No va mucho, o quizá nada, del seguir reivindicando «nuestra
identidad», como pidió Francina Armengol
al concluir los fastos dialécticos del treinta aniversario del Estatut, a la
persistente reclamación del «derecho a decidir», que protagonizó, en el mismo
lugar y a la misma hora, Biel Barceló.
La verdad es que ya no sé de qué me sorprendo (y hasta puede
que no lo haga y sólo lo esté fingiendo) y que, de hecho, conceptos como
identidad o derecho a decidir me parezcan simples gruñidos guturales, meras
especulaciones, el último pretexto al que se aferran los que no saben qué hacer
con sus propias vidas y no tienen otra peor que querer ocuparse de las
nuestras. Vade retro.
Pasa lo mismo, más o menos, con la lengua y el territorio.
El CEIP Pràctiques de Palma (de Mallorca, por supuesto) justifica su absoluta
inmersión lingüística en que el catalán es la lengua que aquí se habla. Miren.

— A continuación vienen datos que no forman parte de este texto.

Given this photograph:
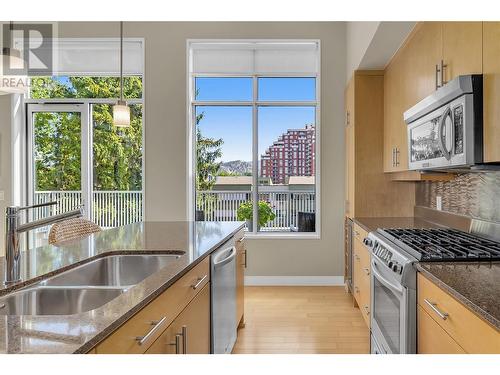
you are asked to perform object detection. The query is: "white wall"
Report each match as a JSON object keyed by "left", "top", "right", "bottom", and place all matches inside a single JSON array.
[
  {"left": 0, "top": 22, "right": 346, "bottom": 276},
  {"left": 346, "top": 21, "right": 416, "bottom": 81},
  {"left": 346, "top": 21, "right": 380, "bottom": 81}
]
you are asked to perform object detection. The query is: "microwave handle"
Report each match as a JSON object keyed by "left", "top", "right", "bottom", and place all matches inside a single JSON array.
[{"left": 438, "top": 106, "right": 453, "bottom": 160}]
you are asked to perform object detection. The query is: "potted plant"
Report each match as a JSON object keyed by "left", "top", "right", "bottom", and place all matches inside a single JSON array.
[{"left": 236, "top": 201, "right": 276, "bottom": 232}]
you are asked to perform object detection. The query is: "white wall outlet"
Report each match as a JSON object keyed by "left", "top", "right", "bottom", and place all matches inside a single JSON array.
[{"left": 436, "top": 195, "right": 443, "bottom": 211}]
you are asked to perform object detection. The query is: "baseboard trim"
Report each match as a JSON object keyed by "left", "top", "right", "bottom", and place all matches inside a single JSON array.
[{"left": 245, "top": 276, "right": 344, "bottom": 286}]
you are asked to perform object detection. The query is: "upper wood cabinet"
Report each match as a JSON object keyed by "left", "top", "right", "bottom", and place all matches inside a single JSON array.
[
  {"left": 483, "top": 22, "right": 500, "bottom": 162},
  {"left": 384, "top": 22, "right": 484, "bottom": 172},
  {"left": 345, "top": 71, "right": 415, "bottom": 217},
  {"left": 442, "top": 22, "right": 483, "bottom": 81}
]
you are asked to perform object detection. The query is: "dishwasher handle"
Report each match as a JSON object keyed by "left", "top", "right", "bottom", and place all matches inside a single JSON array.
[{"left": 213, "top": 246, "right": 236, "bottom": 268}]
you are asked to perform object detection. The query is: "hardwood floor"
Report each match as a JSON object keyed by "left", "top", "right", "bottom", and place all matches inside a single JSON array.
[{"left": 233, "top": 286, "right": 370, "bottom": 354}]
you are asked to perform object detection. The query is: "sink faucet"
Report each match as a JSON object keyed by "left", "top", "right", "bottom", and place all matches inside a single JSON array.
[{"left": 5, "top": 202, "right": 83, "bottom": 285}]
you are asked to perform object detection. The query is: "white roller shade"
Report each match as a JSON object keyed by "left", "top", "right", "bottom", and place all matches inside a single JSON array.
[
  {"left": 190, "top": 41, "right": 319, "bottom": 74},
  {"left": 16, "top": 38, "right": 144, "bottom": 76}
]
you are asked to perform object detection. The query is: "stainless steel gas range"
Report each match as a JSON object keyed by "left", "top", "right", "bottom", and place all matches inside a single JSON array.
[{"left": 364, "top": 228, "right": 500, "bottom": 354}]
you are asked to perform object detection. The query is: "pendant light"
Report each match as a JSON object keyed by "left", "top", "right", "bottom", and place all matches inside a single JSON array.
[
  {"left": 0, "top": 22, "right": 29, "bottom": 95},
  {"left": 113, "top": 21, "right": 130, "bottom": 127}
]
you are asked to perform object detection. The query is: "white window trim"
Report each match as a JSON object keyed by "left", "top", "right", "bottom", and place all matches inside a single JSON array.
[
  {"left": 186, "top": 39, "right": 321, "bottom": 239},
  {"left": 11, "top": 38, "right": 147, "bottom": 226}
]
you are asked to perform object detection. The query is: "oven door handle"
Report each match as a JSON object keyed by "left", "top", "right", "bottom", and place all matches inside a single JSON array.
[
  {"left": 438, "top": 106, "right": 453, "bottom": 160},
  {"left": 372, "top": 259, "right": 403, "bottom": 294}
]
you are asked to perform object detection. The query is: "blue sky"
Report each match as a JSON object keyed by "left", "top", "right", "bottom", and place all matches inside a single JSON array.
[{"left": 196, "top": 78, "right": 315, "bottom": 161}]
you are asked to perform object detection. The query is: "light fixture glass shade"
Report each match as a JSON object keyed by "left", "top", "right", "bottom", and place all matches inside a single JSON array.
[
  {"left": 113, "top": 100, "right": 130, "bottom": 127},
  {"left": 0, "top": 48, "right": 29, "bottom": 95}
]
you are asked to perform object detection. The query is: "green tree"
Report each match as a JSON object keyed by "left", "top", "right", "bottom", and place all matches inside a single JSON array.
[
  {"left": 31, "top": 77, "right": 143, "bottom": 190},
  {"left": 196, "top": 113, "right": 224, "bottom": 191}
]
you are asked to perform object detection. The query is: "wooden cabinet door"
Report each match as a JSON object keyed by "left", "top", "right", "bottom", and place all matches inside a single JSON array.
[
  {"left": 417, "top": 305, "right": 466, "bottom": 354},
  {"left": 401, "top": 22, "right": 443, "bottom": 106},
  {"left": 146, "top": 283, "right": 210, "bottom": 354},
  {"left": 383, "top": 54, "right": 408, "bottom": 172},
  {"left": 442, "top": 22, "right": 482, "bottom": 81},
  {"left": 344, "top": 76, "right": 355, "bottom": 213},
  {"left": 236, "top": 237, "right": 247, "bottom": 327},
  {"left": 483, "top": 22, "right": 500, "bottom": 162}
]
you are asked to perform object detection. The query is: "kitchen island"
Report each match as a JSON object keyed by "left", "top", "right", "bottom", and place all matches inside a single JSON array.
[{"left": 0, "top": 221, "right": 244, "bottom": 354}]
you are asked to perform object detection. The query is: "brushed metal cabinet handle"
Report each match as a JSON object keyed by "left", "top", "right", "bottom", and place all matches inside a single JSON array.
[
  {"left": 135, "top": 316, "right": 167, "bottom": 346},
  {"left": 168, "top": 334, "right": 181, "bottom": 354},
  {"left": 181, "top": 326, "right": 187, "bottom": 354},
  {"left": 441, "top": 60, "right": 448, "bottom": 87},
  {"left": 191, "top": 275, "right": 208, "bottom": 290},
  {"left": 424, "top": 299, "right": 450, "bottom": 320},
  {"left": 434, "top": 64, "right": 439, "bottom": 90}
]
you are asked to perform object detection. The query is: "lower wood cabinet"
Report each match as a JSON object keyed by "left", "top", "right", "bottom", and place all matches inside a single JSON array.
[
  {"left": 417, "top": 273, "right": 500, "bottom": 354},
  {"left": 95, "top": 257, "right": 210, "bottom": 354},
  {"left": 145, "top": 284, "right": 210, "bottom": 354},
  {"left": 417, "top": 305, "right": 465, "bottom": 354},
  {"left": 352, "top": 224, "right": 371, "bottom": 327},
  {"left": 236, "top": 234, "right": 247, "bottom": 328}
]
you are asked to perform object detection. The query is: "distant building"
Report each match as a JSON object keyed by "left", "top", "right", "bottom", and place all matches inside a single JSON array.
[{"left": 260, "top": 125, "right": 316, "bottom": 184}]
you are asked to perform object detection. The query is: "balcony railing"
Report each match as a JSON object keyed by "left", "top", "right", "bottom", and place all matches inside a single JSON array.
[
  {"left": 33, "top": 190, "right": 143, "bottom": 228},
  {"left": 196, "top": 191, "right": 316, "bottom": 231}
]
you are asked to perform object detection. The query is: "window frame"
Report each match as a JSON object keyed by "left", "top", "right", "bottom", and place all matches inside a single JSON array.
[{"left": 186, "top": 39, "right": 321, "bottom": 239}]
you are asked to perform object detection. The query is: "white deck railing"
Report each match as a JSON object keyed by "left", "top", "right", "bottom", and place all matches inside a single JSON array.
[
  {"left": 196, "top": 191, "right": 316, "bottom": 230},
  {"left": 33, "top": 190, "right": 142, "bottom": 228},
  {"left": 34, "top": 191, "right": 316, "bottom": 231}
]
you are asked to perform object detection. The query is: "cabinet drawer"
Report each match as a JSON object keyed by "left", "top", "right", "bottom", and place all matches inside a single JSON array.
[
  {"left": 353, "top": 239, "right": 371, "bottom": 275},
  {"left": 417, "top": 306, "right": 465, "bottom": 354},
  {"left": 145, "top": 284, "right": 210, "bottom": 354},
  {"left": 353, "top": 238, "right": 371, "bottom": 327},
  {"left": 352, "top": 223, "right": 368, "bottom": 243},
  {"left": 97, "top": 257, "right": 210, "bottom": 354},
  {"left": 417, "top": 273, "right": 500, "bottom": 353}
]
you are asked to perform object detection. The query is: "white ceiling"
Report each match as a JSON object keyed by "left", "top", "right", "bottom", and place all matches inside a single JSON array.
[{"left": 346, "top": 21, "right": 416, "bottom": 79}]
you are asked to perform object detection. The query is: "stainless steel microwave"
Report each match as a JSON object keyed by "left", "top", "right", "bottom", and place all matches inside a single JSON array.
[{"left": 404, "top": 74, "right": 483, "bottom": 170}]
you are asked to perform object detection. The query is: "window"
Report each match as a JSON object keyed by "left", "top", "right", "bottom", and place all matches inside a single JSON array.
[
  {"left": 189, "top": 41, "right": 319, "bottom": 236},
  {"left": 26, "top": 76, "right": 143, "bottom": 247}
]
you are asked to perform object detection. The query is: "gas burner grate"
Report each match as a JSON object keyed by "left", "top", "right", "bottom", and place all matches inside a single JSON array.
[{"left": 382, "top": 229, "right": 500, "bottom": 262}]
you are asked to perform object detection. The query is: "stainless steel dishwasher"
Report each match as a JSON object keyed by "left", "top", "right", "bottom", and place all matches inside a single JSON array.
[{"left": 210, "top": 240, "right": 237, "bottom": 354}]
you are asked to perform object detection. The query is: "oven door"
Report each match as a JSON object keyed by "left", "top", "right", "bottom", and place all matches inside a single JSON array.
[
  {"left": 371, "top": 259, "right": 416, "bottom": 354},
  {"left": 408, "top": 94, "right": 475, "bottom": 170}
]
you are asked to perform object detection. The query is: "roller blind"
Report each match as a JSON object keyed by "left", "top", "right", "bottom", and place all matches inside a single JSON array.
[
  {"left": 15, "top": 38, "right": 144, "bottom": 76},
  {"left": 190, "top": 41, "right": 319, "bottom": 74}
]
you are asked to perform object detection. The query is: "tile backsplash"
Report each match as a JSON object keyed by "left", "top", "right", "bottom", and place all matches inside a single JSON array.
[{"left": 415, "top": 172, "right": 500, "bottom": 222}]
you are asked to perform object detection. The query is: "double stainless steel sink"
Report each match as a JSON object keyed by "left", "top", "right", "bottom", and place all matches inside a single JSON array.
[{"left": 0, "top": 254, "right": 181, "bottom": 315}]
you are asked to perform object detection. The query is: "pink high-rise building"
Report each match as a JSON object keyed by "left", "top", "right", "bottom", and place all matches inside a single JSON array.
[{"left": 260, "top": 125, "right": 316, "bottom": 184}]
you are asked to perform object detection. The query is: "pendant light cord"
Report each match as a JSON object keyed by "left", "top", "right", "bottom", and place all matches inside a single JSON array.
[{"left": 120, "top": 21, "right": 123, "bottom": 101}]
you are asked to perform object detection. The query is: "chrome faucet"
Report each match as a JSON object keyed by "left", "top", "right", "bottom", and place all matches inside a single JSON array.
[{"left": 5, "top": 202, "right": 83, "bottom": 285}]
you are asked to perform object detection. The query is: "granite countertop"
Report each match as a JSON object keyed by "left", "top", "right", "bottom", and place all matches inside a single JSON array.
[
  {"left": 353, "top": 217, "right": 440, "bottom": 232},
  {"left": 415, "top": 262, "right": 500, "bottom": 331},
  {"left": 0, "top": 221, "right": 244, "bottom": 354},
  {"left": 353, "top": 217, "right": 500, "bottom": 330}
]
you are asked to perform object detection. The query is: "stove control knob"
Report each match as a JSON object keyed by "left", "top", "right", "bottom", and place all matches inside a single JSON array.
[{"left": 392, "top": 263, "right": 403, "bottom": 273}]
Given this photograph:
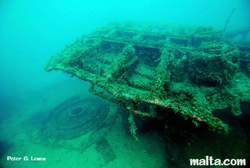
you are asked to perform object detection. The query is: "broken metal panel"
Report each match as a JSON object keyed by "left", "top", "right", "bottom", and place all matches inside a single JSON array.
[{"left": 44, "top": 22, "right": 250, "bottom": 136}]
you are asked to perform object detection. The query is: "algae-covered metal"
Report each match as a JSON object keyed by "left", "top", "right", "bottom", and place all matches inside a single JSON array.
[{"left": 44, "top": 22, "right": 250, "bottom": 135}]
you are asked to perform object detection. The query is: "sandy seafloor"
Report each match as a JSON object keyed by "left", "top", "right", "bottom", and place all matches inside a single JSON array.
[{"left": 0, "top": 78, "right": 166, "bottom": 168}]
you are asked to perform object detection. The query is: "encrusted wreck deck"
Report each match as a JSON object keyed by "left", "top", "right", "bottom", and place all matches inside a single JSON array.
[{"left": 44, "top": 22, "right": 250, "bottom": 135}]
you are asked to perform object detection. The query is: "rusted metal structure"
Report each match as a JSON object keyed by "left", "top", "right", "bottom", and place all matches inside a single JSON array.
[{"left": 44, "top": 22, "right": 250, "bottom": 136}]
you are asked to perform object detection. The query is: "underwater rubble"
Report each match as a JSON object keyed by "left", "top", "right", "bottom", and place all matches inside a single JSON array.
[{"left": 44, "top": 22, "right": 250, "bottom": 139}]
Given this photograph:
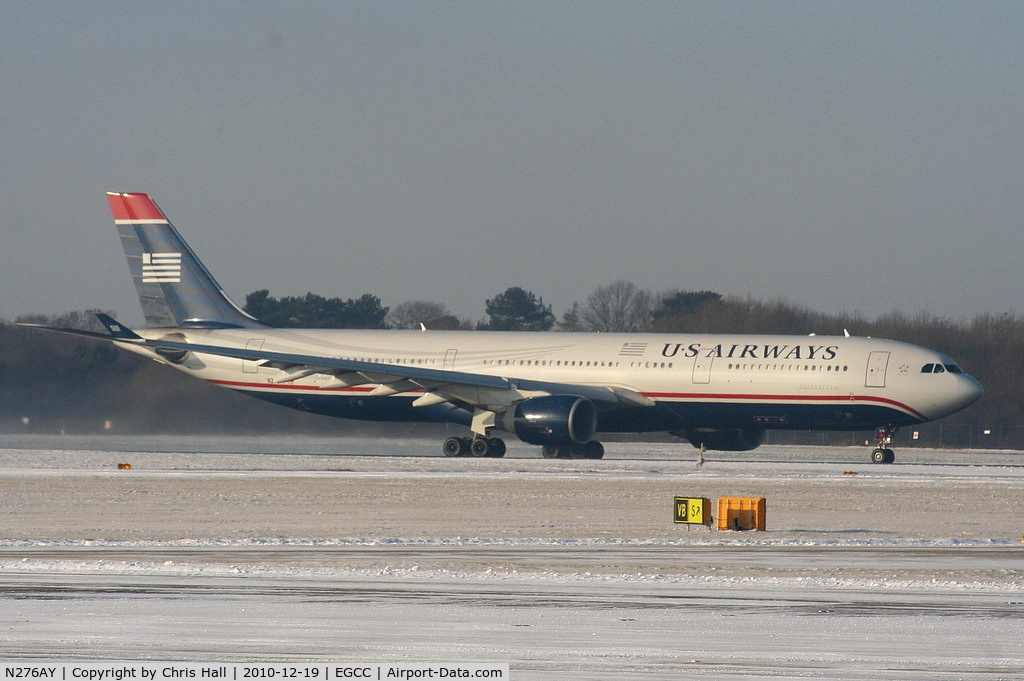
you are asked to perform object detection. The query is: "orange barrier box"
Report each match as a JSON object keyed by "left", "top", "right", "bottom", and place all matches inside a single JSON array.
[{"left": 718, "top": 497, "right": 766, "bottom": 531}]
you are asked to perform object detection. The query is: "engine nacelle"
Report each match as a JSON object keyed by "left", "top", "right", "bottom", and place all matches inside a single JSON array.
[
  {"left": 505, "top": 395, "right": 597, "bottom": 445},
  {"left": 686, "top": 428, "right": 765, "bottom": 452}
]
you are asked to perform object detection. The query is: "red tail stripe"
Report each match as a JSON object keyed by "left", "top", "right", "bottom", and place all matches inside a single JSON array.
[{"left": 106, "top": 191, "right": 167, "bottom": 222}]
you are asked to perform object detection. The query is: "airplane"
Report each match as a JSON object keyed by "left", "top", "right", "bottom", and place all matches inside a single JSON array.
[{"left": 27, "top": 193, "right": 982, "bottom": 463}]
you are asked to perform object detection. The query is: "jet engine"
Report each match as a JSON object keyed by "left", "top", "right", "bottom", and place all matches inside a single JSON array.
[
  {"left": 673, "top": 428, "right": 765, "bottom": 452},
  {"left": 505, "top": 395, "right": 597, "bottom": 445}
]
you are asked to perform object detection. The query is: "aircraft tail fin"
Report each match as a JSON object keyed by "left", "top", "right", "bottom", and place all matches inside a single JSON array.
[{"left": 106, "top": 191, "right": 263, "bottom": 329}]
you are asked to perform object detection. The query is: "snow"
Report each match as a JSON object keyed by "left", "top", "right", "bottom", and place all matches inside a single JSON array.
[{"left": 0, "top": 435, "right": 1024, "bottom": 679}]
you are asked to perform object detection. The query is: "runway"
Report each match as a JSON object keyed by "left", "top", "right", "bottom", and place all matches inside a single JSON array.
[{"left": 0, "top": 440, "right": 1024, "bottom": 679}]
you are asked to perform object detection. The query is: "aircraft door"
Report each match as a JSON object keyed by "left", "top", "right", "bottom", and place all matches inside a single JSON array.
[
  {"left": 441, "top": 348, "right": 459, "bottom": 372},
  {"left": 242, "top": 338, "right": 263, "bottom": 374},
  {"left": 693, "top": 347, "right": 715, "bottom": 383},
  {"left": 864, "top": 351, "right": 889, "bottom": 388}
]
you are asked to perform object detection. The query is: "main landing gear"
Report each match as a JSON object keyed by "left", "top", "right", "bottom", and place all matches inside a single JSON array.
[
  {"left": 441, "top": 437, "right": 604, "bottom": 459},
  {"left": 441, "top": 437, "right": 505, "bottom": 459},
  {"left": 871, "top": 426, "right": 899, "bottom": 464}
]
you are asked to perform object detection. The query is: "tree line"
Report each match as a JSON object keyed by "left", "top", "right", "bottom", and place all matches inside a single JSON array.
[{"left": 0, "top": 282, "right": 1024, "bottom": 449}]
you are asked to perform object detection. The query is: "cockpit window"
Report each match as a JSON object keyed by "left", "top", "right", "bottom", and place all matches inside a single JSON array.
[{"left": 921, "top": 365, "right": 964, "bottom": 374}]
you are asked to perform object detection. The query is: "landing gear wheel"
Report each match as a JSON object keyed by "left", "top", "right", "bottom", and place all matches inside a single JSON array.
[
  {"left": 871, "top": 448, "right": 896, "bottom": 464},
  {"left": 541, "top": 444, "right": 562, "bottom": 459},
  {"left": 441, "top": 437, "right": 466, "bottom": 457},
  {"left": 469, "top": 437, "right": 490, "bottom": 458}
]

Ya no me quedan ni fuerzas para reiterar que los territorios tienen arbolillos
y acantilados, tienen frondosos valles y hasta, quizá, montañas nevadas. Tienen
ciudades envueltas en sol o niebla. Un montón de vistas inmejorables y no pocos
albañales vergonzosos. Tienen de todo, pues, salvo lengua, que es patrimonio
exclusivo (y casi que el único que nos queda) de los seres humanos. Al menos
hasta que nos la quiten. Si pueden. O si les dejamos.